REGULATORY DISCLOSURE

Carmichael Hill & Associates, Inc. is a U.S. Securities and Exchange Commission Registered Investment Advisory firm. Registration does not imply that the SEC has endorsed or approved the qualifications of Carmichael Hill or its respective representatives to provide any advisory services. Advisor does not render or offer to render personalized investment advice or financial planning advice through this medium. Advice can only be given after:

  1. Delivery of a disclosure statement by advisor to client.
  2. Execution of our Investment Advisory Agreement between the client and the advisor.
  3. Initial payment of the planning fee or investment advisory fee by the client to the advisor.
  4. Advisor will not solicit or accept business in any state in which she or he is not properly registered or otherwise qualified to conduct business by virtue of a state “de minimis” exemption.
DISCLAIMERS

The information in this web site is based on data gathered from what the Advisor believes are reliable sources. It is not guaranteed as to accuracy, and does not purport to be complete and is not intended as the primary basis for investment decisions. It should also not be construed as advice meeting the particular investment needs of any investor. The identification of specific funds and model portfolios is being made on the assumption that the investor would participate in that investment or portfolio on a long-term basis and only after consulting with their investment advisor to determine their needs and tolerance for risk. With respect to any such identification, there can be no assurance that the fund or model portfolio will in fact perform in the manner suggested.

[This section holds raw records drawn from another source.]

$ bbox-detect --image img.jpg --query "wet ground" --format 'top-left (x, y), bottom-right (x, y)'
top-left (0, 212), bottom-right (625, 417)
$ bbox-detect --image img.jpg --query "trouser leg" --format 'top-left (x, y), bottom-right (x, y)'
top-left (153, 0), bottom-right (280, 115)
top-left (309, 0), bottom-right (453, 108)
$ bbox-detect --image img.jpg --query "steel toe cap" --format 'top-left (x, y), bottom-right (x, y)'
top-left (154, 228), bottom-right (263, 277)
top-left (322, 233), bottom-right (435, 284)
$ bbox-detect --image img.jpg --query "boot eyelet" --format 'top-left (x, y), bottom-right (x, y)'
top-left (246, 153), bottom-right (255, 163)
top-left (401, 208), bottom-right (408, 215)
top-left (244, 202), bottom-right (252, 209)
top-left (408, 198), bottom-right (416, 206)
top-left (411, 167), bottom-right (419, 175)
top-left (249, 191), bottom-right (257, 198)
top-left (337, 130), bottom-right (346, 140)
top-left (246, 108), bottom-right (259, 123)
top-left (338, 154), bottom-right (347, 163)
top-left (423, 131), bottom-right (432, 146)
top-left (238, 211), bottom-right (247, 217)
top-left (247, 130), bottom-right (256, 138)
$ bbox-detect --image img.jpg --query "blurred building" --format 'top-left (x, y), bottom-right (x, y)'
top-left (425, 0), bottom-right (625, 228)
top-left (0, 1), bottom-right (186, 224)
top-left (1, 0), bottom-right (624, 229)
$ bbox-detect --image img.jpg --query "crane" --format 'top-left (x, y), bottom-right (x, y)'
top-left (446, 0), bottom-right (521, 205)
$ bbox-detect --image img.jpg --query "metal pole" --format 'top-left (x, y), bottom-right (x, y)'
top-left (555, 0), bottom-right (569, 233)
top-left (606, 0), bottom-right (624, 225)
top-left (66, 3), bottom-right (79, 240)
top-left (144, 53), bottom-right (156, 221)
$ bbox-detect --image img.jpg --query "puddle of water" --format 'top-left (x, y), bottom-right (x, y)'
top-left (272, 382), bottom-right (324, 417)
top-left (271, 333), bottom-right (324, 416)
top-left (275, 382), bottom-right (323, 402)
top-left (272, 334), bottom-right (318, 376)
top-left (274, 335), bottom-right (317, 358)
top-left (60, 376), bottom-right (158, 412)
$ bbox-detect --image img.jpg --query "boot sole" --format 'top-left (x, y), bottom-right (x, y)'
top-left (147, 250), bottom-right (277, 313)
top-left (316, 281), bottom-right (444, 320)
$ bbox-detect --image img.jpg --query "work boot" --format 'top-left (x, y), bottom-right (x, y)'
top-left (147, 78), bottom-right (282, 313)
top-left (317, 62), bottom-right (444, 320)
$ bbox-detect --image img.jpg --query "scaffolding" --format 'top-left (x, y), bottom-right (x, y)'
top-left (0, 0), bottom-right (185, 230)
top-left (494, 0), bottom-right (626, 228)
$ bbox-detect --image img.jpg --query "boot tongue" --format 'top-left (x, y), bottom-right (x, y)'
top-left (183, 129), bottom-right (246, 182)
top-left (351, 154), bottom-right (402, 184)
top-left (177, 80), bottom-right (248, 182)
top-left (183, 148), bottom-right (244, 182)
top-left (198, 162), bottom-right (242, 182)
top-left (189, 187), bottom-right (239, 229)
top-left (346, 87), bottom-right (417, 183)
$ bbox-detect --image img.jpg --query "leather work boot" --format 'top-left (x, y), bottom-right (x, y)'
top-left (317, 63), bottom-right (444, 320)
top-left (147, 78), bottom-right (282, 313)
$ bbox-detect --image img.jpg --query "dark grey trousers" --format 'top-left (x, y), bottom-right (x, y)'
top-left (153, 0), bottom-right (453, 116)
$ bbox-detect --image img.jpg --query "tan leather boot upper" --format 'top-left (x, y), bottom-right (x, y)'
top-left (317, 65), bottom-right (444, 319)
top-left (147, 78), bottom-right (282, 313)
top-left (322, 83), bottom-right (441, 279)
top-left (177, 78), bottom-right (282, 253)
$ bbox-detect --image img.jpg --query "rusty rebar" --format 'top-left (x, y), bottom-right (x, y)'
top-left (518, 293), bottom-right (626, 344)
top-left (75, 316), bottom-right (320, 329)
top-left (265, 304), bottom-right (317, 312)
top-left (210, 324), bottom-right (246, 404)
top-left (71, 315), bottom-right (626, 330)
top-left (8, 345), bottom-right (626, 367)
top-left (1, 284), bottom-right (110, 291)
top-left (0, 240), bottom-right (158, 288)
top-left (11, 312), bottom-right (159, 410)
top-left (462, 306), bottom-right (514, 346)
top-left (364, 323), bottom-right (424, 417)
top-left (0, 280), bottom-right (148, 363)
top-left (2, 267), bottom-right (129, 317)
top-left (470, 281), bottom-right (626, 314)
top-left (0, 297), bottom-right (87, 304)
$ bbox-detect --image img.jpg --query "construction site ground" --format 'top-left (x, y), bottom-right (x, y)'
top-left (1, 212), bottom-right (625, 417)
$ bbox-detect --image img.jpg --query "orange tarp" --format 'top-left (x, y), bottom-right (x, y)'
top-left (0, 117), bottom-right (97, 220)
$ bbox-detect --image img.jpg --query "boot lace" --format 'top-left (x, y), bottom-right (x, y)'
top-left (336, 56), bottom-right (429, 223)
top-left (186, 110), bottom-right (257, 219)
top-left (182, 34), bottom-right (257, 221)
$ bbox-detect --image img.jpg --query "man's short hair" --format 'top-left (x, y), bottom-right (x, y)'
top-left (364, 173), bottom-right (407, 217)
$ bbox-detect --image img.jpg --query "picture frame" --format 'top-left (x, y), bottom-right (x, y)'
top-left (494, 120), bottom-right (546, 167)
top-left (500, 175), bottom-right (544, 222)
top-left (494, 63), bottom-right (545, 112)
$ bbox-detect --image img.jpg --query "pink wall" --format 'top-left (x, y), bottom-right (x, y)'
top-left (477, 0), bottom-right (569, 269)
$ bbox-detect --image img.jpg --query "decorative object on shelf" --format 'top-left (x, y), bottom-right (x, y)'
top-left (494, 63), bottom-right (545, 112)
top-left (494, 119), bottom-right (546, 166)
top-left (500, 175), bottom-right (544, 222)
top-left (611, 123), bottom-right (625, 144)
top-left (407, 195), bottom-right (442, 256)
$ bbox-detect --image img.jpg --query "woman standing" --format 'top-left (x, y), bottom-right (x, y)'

The results do not represent actual trading due to the timing of the clients’ trades and their trading costs. They may also not reflect the impact that material economic and market factors might have had on the advisor’s decision making if the advisor were managing the clients’ money. Investment and portfolio results may be different than the results the advisor’s discretionary clients achieve due to the timing of trades and the market conditions.

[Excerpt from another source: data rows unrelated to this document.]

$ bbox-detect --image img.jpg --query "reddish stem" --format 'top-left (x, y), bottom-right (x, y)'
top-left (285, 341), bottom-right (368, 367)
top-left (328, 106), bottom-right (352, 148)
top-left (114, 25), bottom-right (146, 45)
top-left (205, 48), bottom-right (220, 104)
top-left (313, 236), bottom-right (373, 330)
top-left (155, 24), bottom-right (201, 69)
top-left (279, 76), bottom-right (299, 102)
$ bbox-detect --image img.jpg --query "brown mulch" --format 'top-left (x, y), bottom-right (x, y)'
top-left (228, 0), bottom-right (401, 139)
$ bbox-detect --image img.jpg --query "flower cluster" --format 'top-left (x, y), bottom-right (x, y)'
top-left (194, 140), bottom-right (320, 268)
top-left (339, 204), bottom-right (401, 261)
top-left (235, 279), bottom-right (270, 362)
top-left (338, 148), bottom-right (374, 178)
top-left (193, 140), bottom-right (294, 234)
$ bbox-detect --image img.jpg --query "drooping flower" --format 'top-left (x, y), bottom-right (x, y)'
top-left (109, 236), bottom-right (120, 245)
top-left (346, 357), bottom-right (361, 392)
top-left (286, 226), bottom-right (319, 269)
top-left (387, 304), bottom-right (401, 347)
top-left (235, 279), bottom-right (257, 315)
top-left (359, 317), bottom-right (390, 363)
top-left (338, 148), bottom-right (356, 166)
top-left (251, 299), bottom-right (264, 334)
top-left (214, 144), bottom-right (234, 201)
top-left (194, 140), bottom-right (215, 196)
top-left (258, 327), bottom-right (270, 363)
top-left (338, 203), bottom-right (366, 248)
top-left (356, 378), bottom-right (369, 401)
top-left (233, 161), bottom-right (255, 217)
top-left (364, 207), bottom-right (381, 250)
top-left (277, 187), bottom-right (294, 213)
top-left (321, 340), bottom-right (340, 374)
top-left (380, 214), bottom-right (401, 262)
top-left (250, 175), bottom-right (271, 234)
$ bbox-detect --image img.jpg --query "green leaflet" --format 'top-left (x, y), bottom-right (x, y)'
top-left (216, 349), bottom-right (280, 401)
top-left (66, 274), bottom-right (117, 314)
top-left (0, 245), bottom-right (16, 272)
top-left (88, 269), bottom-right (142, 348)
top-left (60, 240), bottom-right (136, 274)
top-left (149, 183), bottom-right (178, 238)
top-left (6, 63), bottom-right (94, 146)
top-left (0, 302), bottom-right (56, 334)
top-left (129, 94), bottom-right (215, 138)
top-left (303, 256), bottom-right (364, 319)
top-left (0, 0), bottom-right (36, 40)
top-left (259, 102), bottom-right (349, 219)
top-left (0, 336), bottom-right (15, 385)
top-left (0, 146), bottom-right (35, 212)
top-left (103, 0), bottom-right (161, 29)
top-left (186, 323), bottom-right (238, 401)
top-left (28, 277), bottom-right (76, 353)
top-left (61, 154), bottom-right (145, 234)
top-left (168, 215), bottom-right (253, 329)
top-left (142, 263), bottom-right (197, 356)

All references that might be made to an investment or portfolio’s performance are based on historical data and one should not assume that this performance will continue in the future.

LINKS DISCLAIMER

At certain places on this Carmichael Hill & Associates, Inc. Internet site, live ‘‘links’ to other Internet addresses can be accessed. Such external Internet addresses contain information created, published, maintained, or otherwise posted by institutions or organizations independent of Carmichael Hill & Associates, Inc. CHA does not certify, endorse or control these external Internet addresses and does not guarantee or assume responsibility for the accuracy completeness, efficacy, timeliness, or correct sequencing of information located at such addresses. Use of any information obtained from such addresses is voluntary.